Test Meal visit (Figure 1)
Subjects consumed a 3-day standardized diet [Kcal=(23.9*FFM+372)*1.5]13 prepared by the Clinical Translational Research Center (CTRC) metabolic kitchen. Following an overnight fast, volunteers were admitted to the CTRC. Premenopausal women were studied during the follicular phase of their menstrual cycle (day 1–10). Resting EE was measured, breath samples were collected (described below), and an antecubital IV catheter was placed. After baseline sample collection volunteers consumed a liquid test meal (Boost Plus®, heavy cream, whey protein, and sugar) providing one third of estimated daily energy requirements containing 50% carbohydrate, 34% fat (13%saturated/13.5%monunsaturated/7.5%polyunsaturated) and 16% protein and labeled with 40µCi of [1- 14C]oleic acid (Moravek Biochemicals). The composition of the test meal matched the composition of the lead-in diet. Blood was sampled at T = 0, 30, 60, 90, 120, 180, 240, 300, and 360 min for the assessment of 14C, TG, free fatty acids (FFA), glucose, and insulin. Urine was collected for N2 excretion. Subjects consumed a standardized lunch and dinner consisting of one third each of their daily energy requirements and then remained fasted overnight on the CTRC.
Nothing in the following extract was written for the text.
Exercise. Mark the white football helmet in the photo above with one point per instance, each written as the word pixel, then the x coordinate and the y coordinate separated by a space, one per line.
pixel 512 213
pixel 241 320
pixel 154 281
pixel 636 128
Energy expenditure and substrate oxidation
Resting and postprandial EE was measured by indirect calorimetry (Parvo Medics TrueOne 2400)14. Breath CO2 samples were collected by having subjects exhale through a one-way filter into a scintillation vial containing 0.5mL benzethonium hydroxide (to trap 0.5mM CO2), 2mL absolute methanol and 0.5mL phenolphthalein3. EE was measured and breath samples collected at T = 0, 60, 120, 180, 240, 300, 360, 540, 840, and 1440 min. Total fat and carbohydrate oxidation were calculated from CO2 production, O2 consumption, and urinary N2 excretion as previously described15. 14CO2 production (dpm/min) was calculated by multiplying the VCO2 production (mL/min) by the breath specific activity (14CO2, dpm/mmol) and 1mmol CO2/22.4mL. The amount of 14C-oleic acid oxidized was calculated from the 24hr area under the curve (AUC) for 14CO2 divided by the 14C ingested.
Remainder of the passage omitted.